Your tenancy month begins on the 15th of each month unless you and your landlord agreed upon another date in the residential tenancy agreement.
I agreed to rent a house for one year. My landlord and I never discussed what would happen when the year was over. The fixed term ended two months ago, but I have stayed in the house and carried on paying my monthly rent. Now my landlord has told me I have to leave at the end of this month. Can he do this?
No. When your fixed term ended and you stayed in the house, your tenancy became a periodic tenancy. Because you continued paying the rent and your landlord accepted it, he agreed by implication that you could remain in the house. In order to have you leave the house, your landlord must follow the rules relating to the termination of monthly periodic tenancies. In general, this requires three months notice which can only be given for specific reasons.
Note: Notice may be longer or shorter if your employment is tied to your living accommodation and your employment is terminated, or the landlord wishes to convert the property to condominiums.
When is my landlord allowed to come into my property?
In some situations, your landlord is allowed to enter your property with notice to you even if you do not agree that he can enter. Notice must be given at least 24 hours before the time the landlord is going to enter the premises, and the time of entry must be between 8 a.m. and 8 p.m. on a day that is not a holiday. The situations are
- to inspect the property to consider repairs;
- to carry out repairs;
- to show the property, or to allow a realtor to show the property to people who might buy it or need to carry out a mortgage inspection;
- to show the property to people who might want to rent it. Prospective renters can only be shown the property in the last month of a fixed-term tenancy or after a periodic tenancy has been terminated; and
- to carry out pest control measures in order that the premises meet public health standards.
A landlord can enter the rented property without any notice or agreement when an emergency requires him or her to enter, or where a tenant has abandoned the property.
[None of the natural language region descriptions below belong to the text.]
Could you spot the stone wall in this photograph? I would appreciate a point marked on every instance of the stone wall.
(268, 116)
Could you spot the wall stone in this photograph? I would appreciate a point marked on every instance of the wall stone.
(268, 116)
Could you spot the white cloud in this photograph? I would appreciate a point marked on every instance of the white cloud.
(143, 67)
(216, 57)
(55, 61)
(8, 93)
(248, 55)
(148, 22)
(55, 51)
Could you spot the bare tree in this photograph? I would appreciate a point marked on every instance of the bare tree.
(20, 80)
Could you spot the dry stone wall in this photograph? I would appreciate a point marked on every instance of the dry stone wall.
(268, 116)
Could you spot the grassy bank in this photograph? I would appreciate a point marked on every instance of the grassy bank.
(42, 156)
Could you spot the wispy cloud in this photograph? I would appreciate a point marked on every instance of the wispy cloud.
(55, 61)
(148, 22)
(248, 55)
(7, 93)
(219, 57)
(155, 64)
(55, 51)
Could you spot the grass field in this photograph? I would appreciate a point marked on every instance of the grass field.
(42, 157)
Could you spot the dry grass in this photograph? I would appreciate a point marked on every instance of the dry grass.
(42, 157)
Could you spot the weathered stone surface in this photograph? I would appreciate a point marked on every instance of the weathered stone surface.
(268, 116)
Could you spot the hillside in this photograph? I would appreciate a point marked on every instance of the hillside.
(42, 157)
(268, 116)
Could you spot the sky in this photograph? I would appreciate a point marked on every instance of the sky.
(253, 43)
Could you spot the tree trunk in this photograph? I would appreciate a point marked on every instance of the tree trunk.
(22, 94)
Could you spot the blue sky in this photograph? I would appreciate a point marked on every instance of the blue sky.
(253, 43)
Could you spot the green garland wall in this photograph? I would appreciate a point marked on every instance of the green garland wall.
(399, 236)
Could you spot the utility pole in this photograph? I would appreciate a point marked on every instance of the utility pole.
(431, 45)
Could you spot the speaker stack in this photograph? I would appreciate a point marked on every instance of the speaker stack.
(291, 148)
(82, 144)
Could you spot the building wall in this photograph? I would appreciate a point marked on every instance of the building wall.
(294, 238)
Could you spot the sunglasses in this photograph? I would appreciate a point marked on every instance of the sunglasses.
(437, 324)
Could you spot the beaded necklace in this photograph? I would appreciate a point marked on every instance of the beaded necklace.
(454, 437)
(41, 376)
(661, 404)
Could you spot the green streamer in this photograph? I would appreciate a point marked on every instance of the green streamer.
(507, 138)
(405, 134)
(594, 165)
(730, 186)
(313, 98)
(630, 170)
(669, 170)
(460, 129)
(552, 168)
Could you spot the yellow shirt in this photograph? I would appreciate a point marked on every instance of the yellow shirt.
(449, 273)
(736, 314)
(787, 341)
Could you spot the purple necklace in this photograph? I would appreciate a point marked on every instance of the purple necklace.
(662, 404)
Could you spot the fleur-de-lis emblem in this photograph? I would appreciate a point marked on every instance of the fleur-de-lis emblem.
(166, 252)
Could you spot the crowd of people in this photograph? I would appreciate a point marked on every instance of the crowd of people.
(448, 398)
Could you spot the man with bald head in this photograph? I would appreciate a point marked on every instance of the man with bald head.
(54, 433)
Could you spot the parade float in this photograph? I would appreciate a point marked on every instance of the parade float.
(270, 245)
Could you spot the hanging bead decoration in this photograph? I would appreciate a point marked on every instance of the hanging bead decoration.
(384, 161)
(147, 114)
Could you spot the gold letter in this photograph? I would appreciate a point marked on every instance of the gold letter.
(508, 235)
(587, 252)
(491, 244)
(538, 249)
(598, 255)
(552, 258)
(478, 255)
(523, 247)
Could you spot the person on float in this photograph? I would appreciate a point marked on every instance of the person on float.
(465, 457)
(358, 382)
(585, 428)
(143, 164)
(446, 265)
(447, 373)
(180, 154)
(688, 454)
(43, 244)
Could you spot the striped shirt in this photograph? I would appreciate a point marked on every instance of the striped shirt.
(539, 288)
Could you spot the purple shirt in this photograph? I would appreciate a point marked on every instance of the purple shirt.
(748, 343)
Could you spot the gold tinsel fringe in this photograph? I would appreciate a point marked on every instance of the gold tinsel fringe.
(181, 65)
I agreed to a one-year lease with my landlady that was from March 1, 1999 until February 28, 2000. Because we were both uncertain about our plans, we had agreed in the lease that during the year either of us could give one-month notice to the other to end the agreement. I had been talking to my landlady about renewing the lease, but we never did. It is now June 2000. I have carried on paying with monthly rent cheques, which she has cashed. Today I received a notice from my landlady asking me to leave in one month because she wants to sell the place. Can she do this?
No. When the tenancy for the fixed term ended and you stayed in the premises, the tenancy became a monthly periodic tenancy. Your landlady can give you notice based upon the fact that she has agreed to sell the property, but she has to give you three months notice. If she gave you notice today and it is later than the first day of this month, the minimum that the notice period can be is three months from the last day of this month.
I have rented an apartment on an ongoing basis for the last two years. I pay rent monthly. I just gave notice of one month to my landlady, but she says I have to give three months notice because that is what we agreed to in the lease. Is she right?
No. The Residential Tenancies Act requires a tenant in a monthly periodic tenancy to give a one-month notice period of leaving to a landlord. It is possible to make an agreement that will increase the rights given to the tenant by the Act, for example, two weeks notice. However, it is not possible to decrease the rights given by the Act by requiring three months notice when the Act only requires one month.
Even if you agreed to something different in the lease, you cannot override the protection of the Act. Therefore, it is appropriate for you to give notice of one month to your landlady.
My landlord sent me a letter of termination by fax. Can he do this?
Yes, if all other efforts have failed. Under the Residential Tenancies Act, notices to end a tenancy must be served personally or sent by registered mail. If a landlord is having trouble serving a notice on a tenant, the notice can be given to an adult person who lives with the tenant, or by posting it in a conspicuous place at the rented premises. If all of these methods fail, notice can be served electronically as long as it will result in a printed copy of the notice being received in the rented premises.
This page was last updated in November, 2004.